Локоть потянуло вниз – ботинки заскребли по бетону, направо.
Открылась какая‑то дверь – теплый воздух, свет. Зеркальные стены, совсем близко – какая‑то решетчатая тень. Кто‑то повалил меня на пол ничком.
Надо мной – свет, расплывчатый, как снежная пелена.
Щелк‑щелк – щелчок цилиндра, вроде того что бывает в кинокамере на колесиках, подо мной – белая вощеная бумага.
Рывком поднимают меня.
Заклеивают глаза клейкой лентой – липкая слепота.
Кто‑то ударил меня.
Кто‑то ткнул меня.
Кто‑то обжег меня – горячие, холодные иголочки по всей шее.
Уже не так щекотно – снова сухое тепло, никакой щекотной дрожи.
Кто‑то отодрал клейкую ленту; в моих глазах – липкая красная кровь.
Щелк‑щелк – цилиндр.
Снова я очутился на белой вощеной бумаге. В правую руку мне сунули что‑то тяжелое и блестящее: МОЙ сувенирный самурайский меч.
Меня толкнули, и тут я что‑то увидел:
Голого Джонни Дьюхеймела с МОИМ револьвером в руке.
Снова ожоги – горячо – холодно; шея и руки.
Ожоги противно саднят – Джонни становится на колени, смотрит на меня остекленелым взглядом, язвительно так – голубыми раскосыми глазами.
Достать его, порезать его – отчаянно размахиваю мечом, промахиваюсь.
Джонни покачивается – судорожно пытаясь достать меня двумя руками.
Промах, удар, снова промах – разорванная бледная кожа, кровь заливает татуировки. Удар – раз, два – отрезанная рука, кровь из пустой глазницы. Джонни нараспев бормочет что‑то по‑японски, глядя на меня голубыми раскосыми глазами.

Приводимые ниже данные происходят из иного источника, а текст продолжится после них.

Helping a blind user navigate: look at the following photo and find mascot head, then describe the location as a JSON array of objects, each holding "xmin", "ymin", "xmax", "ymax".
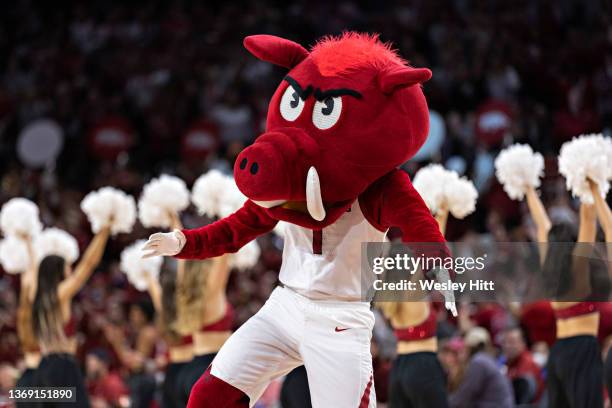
[{"xmin": 234, "ymin": 32, "xmax": 431, "ymax": 229}]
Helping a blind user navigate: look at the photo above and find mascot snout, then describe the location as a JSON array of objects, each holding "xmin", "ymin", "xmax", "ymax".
[{"xmin": 234, "ymin": 128, "xmax": 325, "ymax": 220}]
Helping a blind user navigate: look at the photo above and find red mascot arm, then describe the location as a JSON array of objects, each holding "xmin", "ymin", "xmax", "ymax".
[
  {"xmin": 359, "ymin": 169, "xmax": 450, "ymax": 258},
  {"xmin": 176, "ymin": 200, "xmax": 278, "ymax": 259}
]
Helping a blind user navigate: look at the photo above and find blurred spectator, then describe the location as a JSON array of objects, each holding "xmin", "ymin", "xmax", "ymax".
[
  {"xmin": 449, "ymin": 327, "xmax": 514, "ymax": 408},
  {"xmin": 501, "ymin": 327, "xmax": 544, "ymax": 404},
  {"xmin": 85, "ymin": 349, "xmax": 129, "ymax": 408}
]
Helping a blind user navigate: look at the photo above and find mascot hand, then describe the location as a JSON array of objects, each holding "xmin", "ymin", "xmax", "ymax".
[{"xmin": 142, "ymin": 230, "xmax": 186, "ymax": 258}]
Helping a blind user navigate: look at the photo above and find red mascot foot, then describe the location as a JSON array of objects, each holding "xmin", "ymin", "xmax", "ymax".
[{"xmin": 187, "ymin": 367, "xmax": 249, "ymax": 408}]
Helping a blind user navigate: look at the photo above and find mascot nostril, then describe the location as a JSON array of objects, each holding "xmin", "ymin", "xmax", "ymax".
[
  {"xmin": 240, "ymin": 158, "xmax": 248, "ymax": 170},
  {"xmin": 160, "ymin": 32, "xmax": 454, "ymax": 408}
]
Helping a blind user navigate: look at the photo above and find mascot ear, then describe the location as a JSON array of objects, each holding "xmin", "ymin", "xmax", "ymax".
[
  {"xmin": 378, "ymin": 67, "xmax": 431, "ymax": 94},
  {"xmin": 244, "ymin": 34, "xmax": 308, "ymax": 69}
]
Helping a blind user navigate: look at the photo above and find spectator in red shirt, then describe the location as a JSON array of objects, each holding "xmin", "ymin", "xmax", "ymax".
[
  {"xmin": 501, "ymin": 327, "xmax": 544, "ymax": 404},
  {"xmin": 85, "ymin": 349, "xmax": 129, "ymax": 407}
]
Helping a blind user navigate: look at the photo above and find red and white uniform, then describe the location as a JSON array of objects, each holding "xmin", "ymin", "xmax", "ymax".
[
  {"xmin": 279, "ymin": 200, "xmax": 386, "ymax": 301},
  {"xmin": 211, "ymin": 201, "xmax": 385, "ymax": 408}
]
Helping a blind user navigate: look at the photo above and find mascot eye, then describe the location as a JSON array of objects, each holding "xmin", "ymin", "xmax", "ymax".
[
  {"xmin": 312, "ymin": 96, "xmax": 342, "ymax": 130},
  {"xmin": 280, "ymin": 85, "xmax": 304, "ymax": 122}
]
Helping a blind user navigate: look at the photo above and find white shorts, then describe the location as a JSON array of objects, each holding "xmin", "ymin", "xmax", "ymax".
[{"xmin": 211, "ymin": 287, "xmax": 376, "ymax": 408}]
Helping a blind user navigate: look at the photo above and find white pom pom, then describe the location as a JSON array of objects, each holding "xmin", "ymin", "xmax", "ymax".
[
  {"xmin": 119, "ymin": 239, "xmax": 163, "ymax": 291},
  {"xmin": 495, "ymin": 144, "xmax": 544, "ymax": 200},
  {"xmin": 229, "ymin": 240, "xmax": 261, "ymax": 270},
  {"xmin": 191, "ymin": 170, "xmax": 228, "ymax": 218},
  {"xmin": 0, "ymin": 197, "xmax": 42, "ymax": 236},
  {"xmin": 272, "ymin": 221, "xmax": 289, "ymax": 239},
  {"xmin": 0, "ymin": 236, "xmax": 30, "ymax": 274},
  {"xmin": 412, "ymin": 164, "xmax": 448, "ymax": 214},
  {"xmin": 81, "ymin": 187, "xmax": 136, "ymax": 234},
  {"xmin": 34, "ymin": 228, "xmax": 79, "ymax": 264},
  {"xmin": 138, "ymin": 174, "xmax": 189, "ymax": 228},
  {"xmin": 413, "ymin": 164, "xmax": 478, "ymax": 218},
  {"xmin": 559, "ymin": 134, "xmax": 612, "ymax": 204},
  {"xmin": 191, "ymin": 170, "xmax": 246, "ymax": 218},
  {"xmin": 444, "ymin": 177, "xmax": 478, "ymax": 219}
]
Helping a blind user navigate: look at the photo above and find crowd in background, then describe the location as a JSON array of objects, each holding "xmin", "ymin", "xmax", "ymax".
[{"xmin": 0, "ymin": 0, "xmax": 612, "ymax": 406}]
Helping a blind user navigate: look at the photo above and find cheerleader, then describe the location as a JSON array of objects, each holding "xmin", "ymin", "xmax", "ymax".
[
  {"xmin": 381, "ymin": 165, "xmax": 477, "ymax": 408},
  {"xmin": 589, "ymin": 181, "xmax": 612, "ymax": 398},
  {"xmin": 147, "ymin": 214, "xmax": 193, "ymax": 408},
  {"xmin": 26, "ymin": 227, "xmax": 110, "ymax": 407},
  {"xmin": 177, "ymin": 255, "xmax": 234, "ymax": 406},
  {"xmin": 16, "ymin": 240, "xmax": 40, "ymax": 388},
  {"xmin": 381, "ymin": 215, "xmax": 448, "ymax": 408}
]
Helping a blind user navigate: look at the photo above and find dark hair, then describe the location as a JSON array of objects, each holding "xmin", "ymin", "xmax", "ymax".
[{"xmin": 32, "ymin": 255, "xmax": 66, "ymax": 346}]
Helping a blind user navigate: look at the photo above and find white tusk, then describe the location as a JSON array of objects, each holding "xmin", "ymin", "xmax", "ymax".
[
  {"xmin": 306, "ymin": 167, "xmax": 325, "ymax": 221},
  {"xmin": 251, "ymin": 200, "xmax": 287, "ymax": 208}
]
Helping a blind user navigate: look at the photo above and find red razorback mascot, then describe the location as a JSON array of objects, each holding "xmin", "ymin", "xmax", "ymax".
[{"xmin": 145, "ymin": 33, "xmax": 447, "ymax": 408}]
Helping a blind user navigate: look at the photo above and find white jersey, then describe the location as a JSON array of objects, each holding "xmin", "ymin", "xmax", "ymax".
[{"xmin": 279, "ymin": 200, "xmax": 386, "ymax": 301}]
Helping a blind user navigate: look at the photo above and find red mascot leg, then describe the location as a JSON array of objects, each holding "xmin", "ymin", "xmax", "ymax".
[{"xmin": 187, "ymin": 366, "xmax": 249, "ymax": 408}]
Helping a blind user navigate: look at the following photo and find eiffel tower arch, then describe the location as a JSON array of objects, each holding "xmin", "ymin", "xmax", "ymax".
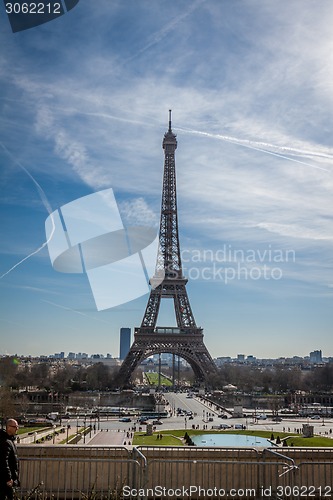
[{"xmin": 115, "ymin": 111, "xmax": 217, "ymax": 387}]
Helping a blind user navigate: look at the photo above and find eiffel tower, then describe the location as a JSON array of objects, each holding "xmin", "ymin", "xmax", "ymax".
[{"xmin": 115, "ymin": 110, "xmax": 217, "ymax": 387}]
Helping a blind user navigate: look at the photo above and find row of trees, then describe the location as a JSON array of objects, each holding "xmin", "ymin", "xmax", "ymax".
[{"xmin": 0, "ymin": 357, "xmax": 333, "ymax": 394}]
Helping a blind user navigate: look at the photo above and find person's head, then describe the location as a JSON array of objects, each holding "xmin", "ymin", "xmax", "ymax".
[{"xmin": 6, "ymin": 418, "xmax": 18, "ymax": 436}]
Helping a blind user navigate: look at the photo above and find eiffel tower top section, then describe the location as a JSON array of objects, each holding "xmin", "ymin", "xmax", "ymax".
[
  {"xmin": 155, "ymin": 110, "xmax": 183, "ymax": 283},
  {"xmin": 163, "ymin": 109, "xmax": 177, "ymax": 149}
]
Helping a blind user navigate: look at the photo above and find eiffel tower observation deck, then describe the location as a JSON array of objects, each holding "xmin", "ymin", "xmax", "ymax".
[{"xmin": 116, "ymin": 111, "xmax": 216, "ymax": 387}]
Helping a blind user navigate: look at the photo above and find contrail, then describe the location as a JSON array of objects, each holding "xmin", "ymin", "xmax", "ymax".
[
  {"xmin": 0, "ymin": 142, "xmax": 55, "ymax": 279},
  {"xmin": 124, "ymin": 0, "xmax": 205, "ymax": 63},
  {"xmin": 42, "ymin": 299, "xmax": 110, "ymax": 325},
  {"xmin": 175, "ymin": 127, "xmax": 333, "ymax": 172}
]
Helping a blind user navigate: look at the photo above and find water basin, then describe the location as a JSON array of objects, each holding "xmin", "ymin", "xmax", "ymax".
[{"xmin": 190, "ymin": 434, "xmax": 272, "ymax": 448}]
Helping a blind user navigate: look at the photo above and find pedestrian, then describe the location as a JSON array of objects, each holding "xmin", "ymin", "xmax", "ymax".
[{"xmin": 0, "ymin": 418, "xmax": 20, "ymax": 500}]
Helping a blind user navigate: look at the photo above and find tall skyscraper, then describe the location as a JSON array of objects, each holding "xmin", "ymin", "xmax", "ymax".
[{"xmin": 119, "ymin": 328, "xmax": 131, "ymax": 359}]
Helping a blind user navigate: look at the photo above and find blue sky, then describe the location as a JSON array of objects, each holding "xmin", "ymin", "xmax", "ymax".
[{"xmin": 0, "ymin": 0, "xmax": 333, "ymax": 358}]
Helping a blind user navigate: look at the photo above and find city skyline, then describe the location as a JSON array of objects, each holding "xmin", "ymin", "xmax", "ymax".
[{"xmin": 0, "ymin": 0, "xmax": 333, "ymax": 358}]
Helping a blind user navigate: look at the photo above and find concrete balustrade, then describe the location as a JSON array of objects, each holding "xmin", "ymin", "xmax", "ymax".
[{"xmin": 19, "ymin": 445, "xmax": 333, "ymax": 500}]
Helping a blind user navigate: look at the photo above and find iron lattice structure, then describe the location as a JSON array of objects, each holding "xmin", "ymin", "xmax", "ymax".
[{"xmin": 116, "ymin": 111, "xmax": 216, "ymax": 386}]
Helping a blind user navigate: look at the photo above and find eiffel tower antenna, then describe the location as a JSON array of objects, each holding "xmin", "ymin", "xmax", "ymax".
[{"xmin": 115, "ymin": 110, "xmax": 217, "ymax": 387}]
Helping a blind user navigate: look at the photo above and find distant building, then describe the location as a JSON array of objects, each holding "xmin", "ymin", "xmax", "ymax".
[
  {"xmin": 119, "ymin": 328, "xmax": 131, "ymax": 359},
  {"xmin": 310, "ymin": 351, "xmax": 323, "ymax": 363}
]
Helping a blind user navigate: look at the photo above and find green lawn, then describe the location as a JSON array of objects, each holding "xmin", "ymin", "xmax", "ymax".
[
  {"xmin": 145, "ymin": 372, "xmax": 172, "ymax": 387},
  {"xmin": 133, "ymin": 431, "xmax": 185, "ymax": 446},
  {"xmin": 133, "ymin": 429, "xmax": 333, "ymax": 448}
]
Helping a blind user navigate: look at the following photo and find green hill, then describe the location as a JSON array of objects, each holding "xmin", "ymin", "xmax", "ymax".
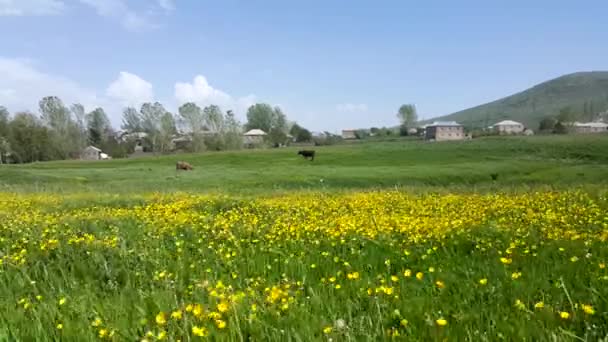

Промах, опять промах – японец Джонни на полу в жутких конвульсиях. Поле зрения – татуировка на груди – разрезать ее, разрезать его…
Промах, еще промах – обрывки вощеной бумаги.
Удар, рывок – лопаются позвонки; снова рывок – на себя – ВСЕ красное.
Задыхаюсь – внезапно куда‑то подевался весь воздух – во рту кровь.
Мне что‑то вкололи – снова стало щекотно и от паха и выше разлилось сухое тепло.
Последняя мысль: так вот что это жжется – огнемет; японец сдался.
Сухая, непроглядная, качающаяся темень. Где‑то в отдалении – тик‑так – часы; я принимаюсь считать секунды. Шесть тысяч – и понеслось – десять тысяч четыреста.
Туда‑сюда снуют япошки, голоса:
Мег: папочка никогда не трогал меня – не убивай его, Дэвид. Вуайерист: папа, папа. Люсиль: он – мой папа.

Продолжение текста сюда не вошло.